Extended Data Fig. 6. MEIS2 acts primarily via distal enhancers in the ganglionic eminence.

a-c, Representative tracks of MEIS1/2 ChIP–seq in the GE at E14.5 (red), DLX5 ChIP–seq in the GE at E13.5 (blue) Lindtner et al. (2019) and scATAC-seq in the LGE (dark gray) and MGE (gray) at E12.5 Rhodes et al. (2022) are shown at the gene promotors of Pbx3, Six3 and Zfp503. d-f, Luciferase activity driven by promoters of Pbx3, Six3 and Zfp503 genes, transfected with MEIS2 and DLX5 expression vectors in Neuro2a cells. g, Overlap between binding sites of MEIS1/2, DLX1, DLX2 and DLX5. h-i, Luciferase activity driven by the enhancer hs956 (j) and hs1080 (k), transfected with MEIS2 (g) and DLX1, DLX2, DLX5 or DLX6 expression vectors in Neuro2a cells. j-k, Luciferase activity driven by enhancers, transfected with MEIS2 (j) or DLX5 (k) expression vectors in Neuro2a cells. The data represents the combined results from multiple experiments. In panels d, e, f, g, h, j and k, bars represent mean ± s.e.m from a total of 9 or 12 replicates, split into 3–4 independent batches, each performed in triplicate. Points represent the mean of each batch for each condition. Statistical significance was assessed by two-way ANOVA. P values of pairwise comparisons from post hoc Tukey’s HSD are presented for selected conditions. For P values between specific conditions, see Source Extended Data for Fig. 6. Source data

Extended Data Fig. 7. Transcription factor expression patterns in the ganglionic eminence.

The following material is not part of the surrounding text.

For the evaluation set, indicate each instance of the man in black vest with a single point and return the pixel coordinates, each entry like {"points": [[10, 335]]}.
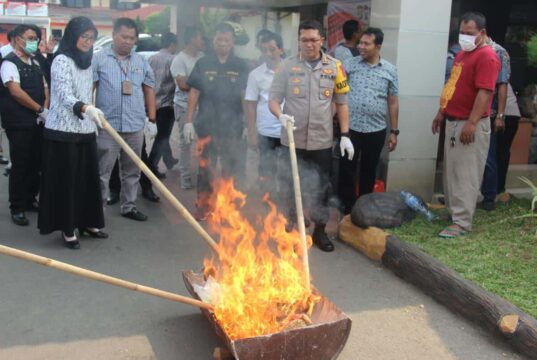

In situ Hybridization (ISH) images of Dlx5, Meis2, Nkx2-1, Nr2f1, Lhx6 and Tcf4 from the Allen Brain Institute’s Developing Mouse Brain Atlas at E11.5 and E13.5. MGE, medial ganglionic eminence; LGE, lateral ganglionic eminence; CGE, caudal ganglionic eminence.

Extended Data Fig. 8. Spatial activity of select enhancers in the embryonic forebrain.

Selected Vista enhancers with in vivo activity at E11.5 (data: Visel et al. (2007)) and cobinding of MEIS-DLX5-LHX6. On the left side of each image are panels with representative tracks of GE ChIP–seq of MEIS1/2 at E14.5 (red), DLX5 at E13.5 (blue) (data: Lindtner et al. (2019)), LHX6 at E13.5 (purple) (data: Sandberg et al. (2016)) and scATAC-seq from the LGE (dark gray) and MGE (gray) at E12.5 (data: Rhodes et al. (2022)). MGE, medial ganglionic eminence; LGE, lateral ganglionic eminence.

Extended Data Fig. 9. Batch correction and sgRNA coverage of P7 tCROP-seq datasets.

a-b, 2D visualization of the P7 tCROP-seq dataset pre (a) and post (b) batch correction using Harmony. c-d, Feature plots of canonical marker genes Gad2 and Nes at P7 (n = 8486 cells). e, Proportional distribution of cells categorized by dataset and cell type for the P7 tCROP-seq dataset. f, Proportional distribution of cells categorized by dataset and sgRNA for the P7 tCROP-seq dataset. g, Dotplot showing the top marker genes of inhibitory clusters using the “RNA count" data. h, Dotplot illustrating the top marker genes of inhibitory clusters using the‘decontXcounts’ data.

Extended Data Fig. 10. Module analysis of the P7 tCROP-seq dataset.

a, Feature plots of gene module expression scores and the correlated genes within each module. b, Average expression of the top 5 module genes for each sgRNA at P7. c, Schematic summary of spatial factors in the ganglionic eminence leading to specific enhancer activation. MGE, medial ganglionic eminence; CGE, caudal ganglionic eminence; LGE, lateral ganglionic eminence; Ctx, cortex; RA, retinoic acid; SHH, sonic hedgehog; FGF, fibroblast growth factor. 1. Storm et al. (2006); Marklund et al. (2004); 2, Molotkova et al. (2007); Chatzi et al. (2011); 3, Borello et al. (2008); Hunt et al. (2023); 4, Su et al. (2022); 5, Vogt et al. (2014); Asgarian et al. (2022). The red circle outline represents the findings of this study.